The bar exam, she says, is one part of a broader system that raises the cost of legal services and contributes to an "access to justice crisis" in the United States. "My estimate is well over 80% of Americans who need legal help can't get it because it's too expensive," Hadfield says. "And the main reason for that is a crazy regulatory system. The bar exam is part of that."
Hadfield says the dysfunctional regulatory system also includes arcane legal ownership rules that make it much harder for new kinds of companies to offer low-cost legal help. Various online businesses aimed at providing personal legal services — like LegalZoom, Avvo and Rocket Lawyer — have sprouted up in recent years. But state bar organizations have been trying to use regulations to stifle them.
It's kinda like cafe baristas getting control of the coffee market by using the regulatory system to prevent restaurants, Keurig machines and gas stations from providing you coffee. They're like, "It's for your safety! You could get burned or poisoned! The coffee will be worse!" Meanwhile, a cup of coffee costs $20.
To be fair to lawyers, their work is more complicated and has higher stakes than making coffee. But that doesn't mean we need everyone who provides any kind of legal service to do four years of college, complete three years of law school and pass a licensing exam.

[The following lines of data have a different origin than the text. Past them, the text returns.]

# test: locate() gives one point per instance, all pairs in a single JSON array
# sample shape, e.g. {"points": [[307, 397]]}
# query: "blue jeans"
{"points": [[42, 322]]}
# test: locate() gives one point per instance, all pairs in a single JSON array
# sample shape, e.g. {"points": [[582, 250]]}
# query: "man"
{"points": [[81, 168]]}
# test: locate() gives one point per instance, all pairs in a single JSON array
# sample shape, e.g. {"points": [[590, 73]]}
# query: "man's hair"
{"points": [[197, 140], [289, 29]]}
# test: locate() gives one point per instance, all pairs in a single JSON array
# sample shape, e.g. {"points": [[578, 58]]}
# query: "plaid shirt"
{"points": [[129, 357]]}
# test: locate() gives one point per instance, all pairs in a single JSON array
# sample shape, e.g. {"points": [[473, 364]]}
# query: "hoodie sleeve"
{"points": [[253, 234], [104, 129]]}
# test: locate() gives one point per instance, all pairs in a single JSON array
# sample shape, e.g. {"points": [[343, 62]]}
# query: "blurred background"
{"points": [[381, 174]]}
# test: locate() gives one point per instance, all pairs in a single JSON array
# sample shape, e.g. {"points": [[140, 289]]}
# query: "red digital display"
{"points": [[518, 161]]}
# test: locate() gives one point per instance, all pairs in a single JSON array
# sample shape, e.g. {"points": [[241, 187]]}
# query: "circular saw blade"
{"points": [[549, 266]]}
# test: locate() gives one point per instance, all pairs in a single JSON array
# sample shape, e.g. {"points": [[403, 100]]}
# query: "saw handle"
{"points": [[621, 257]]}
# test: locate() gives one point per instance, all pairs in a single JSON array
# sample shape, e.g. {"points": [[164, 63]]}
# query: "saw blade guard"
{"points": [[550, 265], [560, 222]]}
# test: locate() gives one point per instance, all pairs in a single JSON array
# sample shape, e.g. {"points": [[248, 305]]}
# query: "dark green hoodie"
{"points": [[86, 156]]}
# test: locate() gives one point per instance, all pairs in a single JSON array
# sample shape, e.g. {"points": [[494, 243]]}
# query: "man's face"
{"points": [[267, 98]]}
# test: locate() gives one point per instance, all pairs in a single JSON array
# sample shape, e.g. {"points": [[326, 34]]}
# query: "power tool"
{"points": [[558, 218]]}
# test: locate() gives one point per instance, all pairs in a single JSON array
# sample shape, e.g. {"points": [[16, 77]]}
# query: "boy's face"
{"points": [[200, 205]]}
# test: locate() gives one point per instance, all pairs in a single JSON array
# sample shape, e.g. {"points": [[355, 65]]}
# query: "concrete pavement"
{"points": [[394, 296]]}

Hadfield points to the United Kingdom, which has long allowed people to provide legal advice or draft legal documents without having a law degree or passing a bar exam. According to a 2011 study, wills written by unlicensed professionals had equal customer satisfaction and near-equal quality and were much cheaper than wills written by licensed solicitors (the British term for a legal professional who provides advice and support to clients).
Hadfield advocates regulatory reforms that would make America look more like the U.K., opening up the legal market and allowing nonlawyers and non-lawyer-owned businesses to begin competing in the legal market. She wants states to modernize their regulations, allowing state regulators to license and oversee these new legal businesses.
At least two states are listening. In Utah, where Hadfield has advised policymakers, the state supreme court approved sweeping reforms that will allow nonlawyers like accountants, software developers and social workers to own or co-own businesses that provide legal services under the oversight of a new regulator created for this purpose. Arizona is on its way as well.
With Barmageddon fast approaching, law school graduates may soon face something even scarier than a dysfunctional remote test: a future in which they have to compete with other professionals in providing legal help.